Local gene conversions or other changes involving small numbers of nucleotides in the DAZ locus can be distinguished from large DAZ deletions by Southern blot experiments using probes of DYS1-DNA from the DAZ gene (Fernandes et al. 2002). Despite the similarity of the DAZ gene sequences, EcoRV or TaqI digests produce patterns in which fragments specific for the DAZ gene copies can be distinguished. Similar analyses on a larger scale can be also performed after genomic SfiI restriction digestion. Scoring the DAZ-BAC-contig in GenBank for rare-cutter restriction sites identified genomic SfiI fragments of ~450 kb and ~350 kb, carrying the DAZ1/DAZ2 gene doublet and DAZ3/DAZ4 gene doublet, respectively (Floridia et al. 2000). We therefore performed such experiments to investigate whether men lacking the SNVs carry a deletion, and the results are shown in figure 2. A deletion of the DAZ3 and DAZ4 genes of In29 and In30 is indicated by absence of the DAZ3-specific 19.6-kb TaqI fragment and of the DAZ4-specific 7.3-kb EcoRV fragment (fig. 2A). Deletion of the DYS1-SfiI fragment specific for the DAZ3/DAZ4 gene doublet (~350 kb) is seen in figure 2B for sample In37. Southern blot hybridization therefore shows that substantial DNA segments are missing, and we conclude that the absence of the P1.2-g2-DAZ3-DAZ4-g3 markers in the Y chromosome of these individuals is due to a large DNA deletion in this part of the AZFc region. We therefore refer to these chromosomes as carrying a DAZ3/DAZ4 deletion.

Figure  2
A, EcoRV and TaqI DAZ deletion analyses. According to Fernandes et al. (2002), the DAZ3/DAZ4 deletion in the genomic DNA samples of In29 and In30 is shown by the absence of the DAZ3-specific 19.6-kb TaqI fragment and the DAZ4-specific 7.3-kb EcoRV fragment. ...

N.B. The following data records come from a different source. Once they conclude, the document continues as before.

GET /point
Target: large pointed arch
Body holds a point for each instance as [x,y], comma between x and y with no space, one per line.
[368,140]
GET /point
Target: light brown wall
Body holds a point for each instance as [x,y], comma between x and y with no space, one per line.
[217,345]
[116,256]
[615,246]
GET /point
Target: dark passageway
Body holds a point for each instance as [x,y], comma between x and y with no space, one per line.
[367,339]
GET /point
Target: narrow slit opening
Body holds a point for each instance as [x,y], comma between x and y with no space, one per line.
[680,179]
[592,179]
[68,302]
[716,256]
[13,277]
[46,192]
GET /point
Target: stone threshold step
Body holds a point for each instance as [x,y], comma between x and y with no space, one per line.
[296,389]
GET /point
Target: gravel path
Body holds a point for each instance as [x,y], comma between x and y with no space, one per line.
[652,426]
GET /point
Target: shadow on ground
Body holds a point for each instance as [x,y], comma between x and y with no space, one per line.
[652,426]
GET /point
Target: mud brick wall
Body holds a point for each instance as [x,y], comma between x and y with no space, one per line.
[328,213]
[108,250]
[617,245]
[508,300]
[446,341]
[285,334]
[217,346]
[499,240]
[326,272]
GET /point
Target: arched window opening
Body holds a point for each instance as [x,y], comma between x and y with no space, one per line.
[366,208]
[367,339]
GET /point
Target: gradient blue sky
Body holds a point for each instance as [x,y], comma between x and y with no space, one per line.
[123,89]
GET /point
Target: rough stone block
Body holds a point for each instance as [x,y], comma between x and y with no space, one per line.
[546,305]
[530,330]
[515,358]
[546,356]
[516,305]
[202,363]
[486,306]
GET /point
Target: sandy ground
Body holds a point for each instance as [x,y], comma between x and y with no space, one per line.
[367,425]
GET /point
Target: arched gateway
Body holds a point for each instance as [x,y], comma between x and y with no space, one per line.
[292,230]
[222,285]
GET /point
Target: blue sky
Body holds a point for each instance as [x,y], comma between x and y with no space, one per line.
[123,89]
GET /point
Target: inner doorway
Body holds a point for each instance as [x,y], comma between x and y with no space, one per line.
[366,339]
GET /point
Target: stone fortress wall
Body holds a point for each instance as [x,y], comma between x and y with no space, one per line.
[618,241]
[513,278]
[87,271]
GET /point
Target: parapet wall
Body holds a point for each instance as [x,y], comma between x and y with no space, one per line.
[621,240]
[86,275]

In parallel, the same DNA samples were typed with 118 Y chromosomal binary markers to establish their haplogroup (Paracchini et al. 2002). Results are given according to the Underhill haplogroup numbering (h1-h116) (Underhill et al. 2000) and the current haplogroup nomenclature of the Y Chromosome Consortium (Y Chromosome Consortium 2002) (table 2; fig. 3). Only 10 of the 116 haplogroups found worldwide were present in our samples, as would be expected from their predominant origin from Europe. Of the 10 haplogroups, 8 are common in Europe; the other 2 (O3* and Q3*), found in one individual each, are common in the countries of origin of these individuals (China and Costa Rica, respectively). There were striking (although not perfect) correspondences between the AZFc haplotypes and the Y-SNP phylogeny (table 2), and some of the AZFc variants could be placed on the Y phylogeny as unique mutations, whereas others were recurrent. The DAZ3/DAZ4 deletion chromosomes all belong to haplogroup N3* and thus suggest a single origin for this AZFc deletion.

Figure  3
Phylogeny of the Y chromosomes analyzed in this work. Selected Y-SNPs are shown in boxes, and the haplogroup names according to the YCC (2002) or Underhill et al. (2000) are shown at the bottom. Only the haplogroups present in the samples analyzed are ...

To further investigate the relationship between this deletion polymorphism and the phylogeny, we carried out the reciprocal study, testing 15 individuals (In32–In46), who had initially been ascertained as belonging to the N lineage, for their AZFc deletion haplotype (table 2). There was some variation in DAZ-SNV II, leading to an additional AZF-region haplotype (17 in fig. 1), but, most strikingly, all but one of the individuals in the reciprocal study had lost both u3 and the same P1.2-g2-DAZ3-DAZ4-g3 markers lacking from the five haplogroup N individuals in the first sample set. The amplification of sY1192 in the one exceptional individual is most likely due to cross reaction with the related Yp sequence block (Skaletsky et al. 2003). We therefore conclude that a common Y lineage, haplogroup N, which lacks numerous AZFc markers, carries a deletion of two segments of the GenBank AZFc reference sequence.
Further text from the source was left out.